Parse xml entry with logstash and create a new field with the data

I can see no reason why what you tried would not work.

Hi @Badger ,

is there a way logstash read updated contents of a file before sending event to elastic.

In my build xml, there is a tag <duration>. it is assigned a value 0 in the start of the process(Jenkins job). and logstash reads the file and create event based on it. but once that Jenkins job is completed. the duration value get updated to the actual time taken by job to complete. but logstash doesn't update its value in the event and sends 0 as value in the event to elastic.
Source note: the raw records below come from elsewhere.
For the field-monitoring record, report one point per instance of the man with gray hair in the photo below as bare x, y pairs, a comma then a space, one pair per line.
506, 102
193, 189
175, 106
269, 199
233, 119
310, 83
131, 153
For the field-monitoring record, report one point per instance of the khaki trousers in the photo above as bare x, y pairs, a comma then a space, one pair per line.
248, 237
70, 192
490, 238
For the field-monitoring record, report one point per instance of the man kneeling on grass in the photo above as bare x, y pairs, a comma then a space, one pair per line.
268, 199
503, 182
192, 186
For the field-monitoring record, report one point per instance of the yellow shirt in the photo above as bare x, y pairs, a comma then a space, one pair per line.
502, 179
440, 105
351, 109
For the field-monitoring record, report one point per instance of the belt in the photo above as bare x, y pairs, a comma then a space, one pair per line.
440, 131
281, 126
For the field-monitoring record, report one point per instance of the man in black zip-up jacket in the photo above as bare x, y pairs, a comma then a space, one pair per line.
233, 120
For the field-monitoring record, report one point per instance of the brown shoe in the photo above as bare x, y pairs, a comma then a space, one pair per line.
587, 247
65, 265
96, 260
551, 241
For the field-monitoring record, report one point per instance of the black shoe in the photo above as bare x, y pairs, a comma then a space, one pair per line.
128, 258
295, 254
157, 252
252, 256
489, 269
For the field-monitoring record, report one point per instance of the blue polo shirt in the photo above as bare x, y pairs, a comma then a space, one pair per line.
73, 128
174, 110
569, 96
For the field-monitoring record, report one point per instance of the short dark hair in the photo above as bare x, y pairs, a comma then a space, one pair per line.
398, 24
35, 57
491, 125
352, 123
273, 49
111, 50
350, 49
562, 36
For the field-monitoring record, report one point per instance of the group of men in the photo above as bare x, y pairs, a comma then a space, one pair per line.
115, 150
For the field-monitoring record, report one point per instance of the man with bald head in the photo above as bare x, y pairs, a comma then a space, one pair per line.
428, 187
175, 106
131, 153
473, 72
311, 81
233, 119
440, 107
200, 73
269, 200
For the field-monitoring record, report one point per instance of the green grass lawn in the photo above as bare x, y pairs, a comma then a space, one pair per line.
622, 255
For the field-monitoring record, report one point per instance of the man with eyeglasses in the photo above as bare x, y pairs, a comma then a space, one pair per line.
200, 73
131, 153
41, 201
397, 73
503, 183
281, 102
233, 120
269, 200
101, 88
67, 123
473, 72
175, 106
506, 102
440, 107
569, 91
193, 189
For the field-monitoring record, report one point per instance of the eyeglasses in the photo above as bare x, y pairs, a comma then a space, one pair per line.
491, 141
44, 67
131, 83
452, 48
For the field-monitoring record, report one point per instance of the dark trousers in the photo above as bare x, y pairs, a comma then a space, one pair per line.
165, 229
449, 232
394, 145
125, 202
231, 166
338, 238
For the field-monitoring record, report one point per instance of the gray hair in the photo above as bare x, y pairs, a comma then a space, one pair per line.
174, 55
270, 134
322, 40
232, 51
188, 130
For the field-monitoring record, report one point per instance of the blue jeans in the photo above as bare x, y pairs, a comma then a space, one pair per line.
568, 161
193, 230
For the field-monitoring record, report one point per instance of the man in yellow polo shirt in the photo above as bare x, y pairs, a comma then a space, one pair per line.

is there a way logstash can also read the updated value of tag which it already read?

Below is my logstash conf

 input {
      file {
        path => "/var/jenkins_home/jobs/CTSD/jobs/apis/jobs/eatviewer/branches/*/builds/*/build.xml"
        start_position => "beginning"
        sincedb_path => "/dev/null"
        type => "xml"
        codec => multiline {
           pattern => '^[A-Z]{1}[a-z]{2} {1,2}[0-9]{1,2},[0-9]{4} {1,2}[0-9]{1,2}:[0-9]{2}:[0-9]{2}'
           negate => true
           what => previous
           max_lines => 10000000000
           auto_flush_interval => 600
        }
      }
    }
    filter {
      xml {
        source => "message"
        store_xml => false
        xpath => [
            "/flow-build/startTime/text()", "startTime",
            "/flow-build/duration/text()", "duration",
            "/flow-build/execution/result/text()", "result"
        ]
      }
    }
    output {
      elasticsearch { hosts => [ "https://elastic:443/elasticsearch" ] index => "elktest-%{+YYYY.MM.dd}" }
      stdout { codec => rubydebug }
    }

If it rewrites the same file, then no, logstash cannot do that.

Hi @Badger ,

thanks, but is there a way i read the xml file for parsing once <duration> value is non-zero in xml.
I am currently stuck as without this my data being fetched from xml is not correct. only when duration has non-zero value my xml file will be valid to get parsed by logstash

Hi @Badger , can you please help suggest on this ?

You could use a conditional and drop {} the event if the value of the duration field is zero, or possibly if [message] contains <duration>0</duration>.

Thanks @Badger , but will logstash read again this XML and generate an event once duration value is non zero ?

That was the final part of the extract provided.